I’m not arguing that fruits and vegetables are bad for you. The point is that when you apply the science, you need to interpret it in the right way.
Nutrient deficiencies cause real harm - but juicing doesn’t fix them!
I’m talking real nutrient deficiencies - scurvy, rickets, beri-beri, kwashiorkor, etc - which are all real medical problems.
But the “nutrients” that juicing advocates are referring to aren’t essential vitamins and minerals.
Juicing isn’t preventing scurvy.
These nutrients are the plant chemicals that demonstrate a benefit in a test tube - think anthocyanins, polyphenols, antioxidants - that we don’t measure and don’t know the proper dose of.
You certainly don’t have a critical resveratrol deficiency.
The dose makes the poison, after all.
And there’s even scaremongering to be done about getting too many antioxidants, which is another nonsense claim designed to make nutrition more complicated than it is.
It’s amazing what an impact marketing has on us
I’m always amazed at the symbiotic relationship that exists between the health media world and bogus nutritional research that conspires to make healthy eating feel complicated.

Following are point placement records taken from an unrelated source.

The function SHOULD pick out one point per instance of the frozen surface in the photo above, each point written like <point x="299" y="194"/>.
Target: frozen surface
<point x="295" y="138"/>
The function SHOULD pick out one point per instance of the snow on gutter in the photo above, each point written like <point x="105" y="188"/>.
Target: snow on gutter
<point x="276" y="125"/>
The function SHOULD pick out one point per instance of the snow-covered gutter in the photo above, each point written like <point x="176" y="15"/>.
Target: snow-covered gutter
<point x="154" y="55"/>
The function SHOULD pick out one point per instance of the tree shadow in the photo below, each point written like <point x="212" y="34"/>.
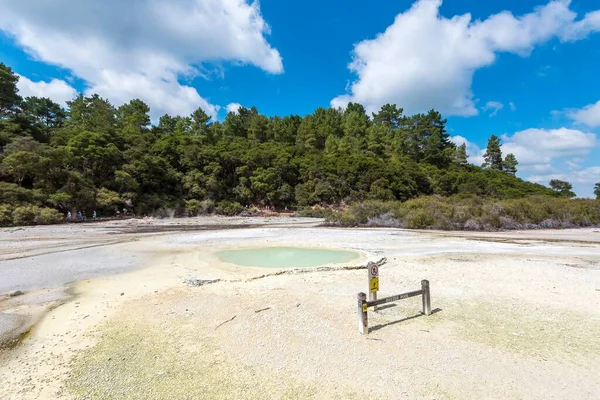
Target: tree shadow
<point x="381" y="326"/>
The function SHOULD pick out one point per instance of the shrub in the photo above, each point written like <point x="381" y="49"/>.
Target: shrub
<point x="47" y="216"/>
<point x="472" y="225"/>
<point x="5" y="215"/>
<point x="309" y="212"/>
<point x="229" y="208"/>
<point x="419" y="219"/>
<point x="24" y="215"/>
<point x="385" y="220"/>
<point x="193" y="206"/>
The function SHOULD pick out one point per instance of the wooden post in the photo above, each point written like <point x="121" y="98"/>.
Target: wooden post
<point x="363" y="324"/>
<point x="426" y="297"/>
<point x="373" y="273"/>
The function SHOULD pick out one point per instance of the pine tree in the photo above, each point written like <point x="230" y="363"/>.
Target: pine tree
<point x="562" y="187"/>
<point x="510" y="164"/>
<point x="460" y="155"/>
<point x="493" y="154"/>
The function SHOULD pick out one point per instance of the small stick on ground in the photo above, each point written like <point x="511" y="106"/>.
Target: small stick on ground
<point x="223" y="323"/>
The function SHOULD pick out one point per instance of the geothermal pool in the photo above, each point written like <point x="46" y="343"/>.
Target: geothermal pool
<point x="286" y="257"/>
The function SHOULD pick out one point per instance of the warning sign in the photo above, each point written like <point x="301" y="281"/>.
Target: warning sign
<point x="373" y="271"/>
<point x="374" y="284"/>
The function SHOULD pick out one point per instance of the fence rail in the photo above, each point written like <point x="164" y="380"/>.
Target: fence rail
<point x="363" y="304"/>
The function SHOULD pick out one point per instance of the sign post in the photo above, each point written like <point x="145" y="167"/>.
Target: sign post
<point x="363" y="324"/>
<point x="373" y="281"/>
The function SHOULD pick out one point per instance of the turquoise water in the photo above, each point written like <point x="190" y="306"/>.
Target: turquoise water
<point x="285" y="257"/>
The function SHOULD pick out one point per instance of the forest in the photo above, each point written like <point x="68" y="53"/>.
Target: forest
<point x="93" y="156"/>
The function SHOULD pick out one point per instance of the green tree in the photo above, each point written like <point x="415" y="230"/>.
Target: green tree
<point x="493" y="154"/>
<point x="510" y="164"/>
<point x="389" y="116"/>
<point x="9" y="97"/>
<point x="562" y="187"/>
<point x="460" y="155"/>
<point x="43" y="116"/>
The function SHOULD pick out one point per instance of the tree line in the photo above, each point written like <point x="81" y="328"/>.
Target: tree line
<point x="95" y="156"/>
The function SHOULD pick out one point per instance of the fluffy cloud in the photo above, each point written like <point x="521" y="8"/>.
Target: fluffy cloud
<point x="542" y="146"/>
<point x="56" y="90"/>
<point x="494" y="107"/>
<point x="126" y="49"/>
<point x="425" y="60"/>
<point x="233" y="107"/>
<point x="588" y="115"/>
<point x="545" y="154"/>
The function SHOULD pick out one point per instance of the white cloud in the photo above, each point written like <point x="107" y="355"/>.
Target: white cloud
<point x="143" y="48"/>
<point x="233" y="107"/>
<point x="582" y="178"/>
<point x="545" y="154"/>
<point x="57" y="90"/>
<point x="494" y="106"/>
<point x="588" y="115"/>
<point x="425" y="60"/>
<point x="542" y="146"/>
<point x="474" y="152"/>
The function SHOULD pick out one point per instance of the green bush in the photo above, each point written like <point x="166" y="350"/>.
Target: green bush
<point x="474" y="213"/>
<point x="419" y="219"/>
<point x="5" y="215"/>
<point x="24" y="215"/>
<point x="229" y="208"/>
<point x="308" y="212"/>
<point x="193" y="207"/>
<point x="47" y="216"/>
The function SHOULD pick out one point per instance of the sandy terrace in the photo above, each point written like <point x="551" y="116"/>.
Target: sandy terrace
<point x="517" y="316"/>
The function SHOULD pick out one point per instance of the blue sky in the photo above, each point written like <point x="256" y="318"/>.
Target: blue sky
<point x="523" y="70"/>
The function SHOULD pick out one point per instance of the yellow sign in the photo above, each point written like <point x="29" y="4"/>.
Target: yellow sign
<point x="374" y="284"/>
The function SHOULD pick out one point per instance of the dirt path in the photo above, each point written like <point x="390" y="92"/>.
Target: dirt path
<point x="512" y="321"/>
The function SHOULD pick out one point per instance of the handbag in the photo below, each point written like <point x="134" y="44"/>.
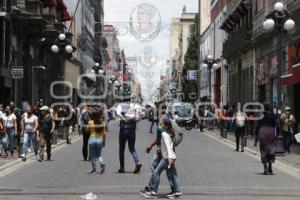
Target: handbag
<point x="3" y="129"/>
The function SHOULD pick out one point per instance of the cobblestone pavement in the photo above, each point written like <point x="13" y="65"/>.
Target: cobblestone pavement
<point x="208" y="169"/>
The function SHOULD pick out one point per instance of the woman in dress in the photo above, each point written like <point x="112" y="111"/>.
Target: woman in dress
<point x="266" y="130"/>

I’m fairly convinced at this point that good nutrition is more about avoiding crap than it is about finding the exact recipe for our own perfect health.
[Although there’s certainly more to be written on the concept of ‘precision nutrition’ which I’m saving for a later newsletter]
Be wary of magical claims and be skeptical about nutritionism.
The bottom line: don’t waste your money on juice. It’s a scam that makes you less healthy and more poor.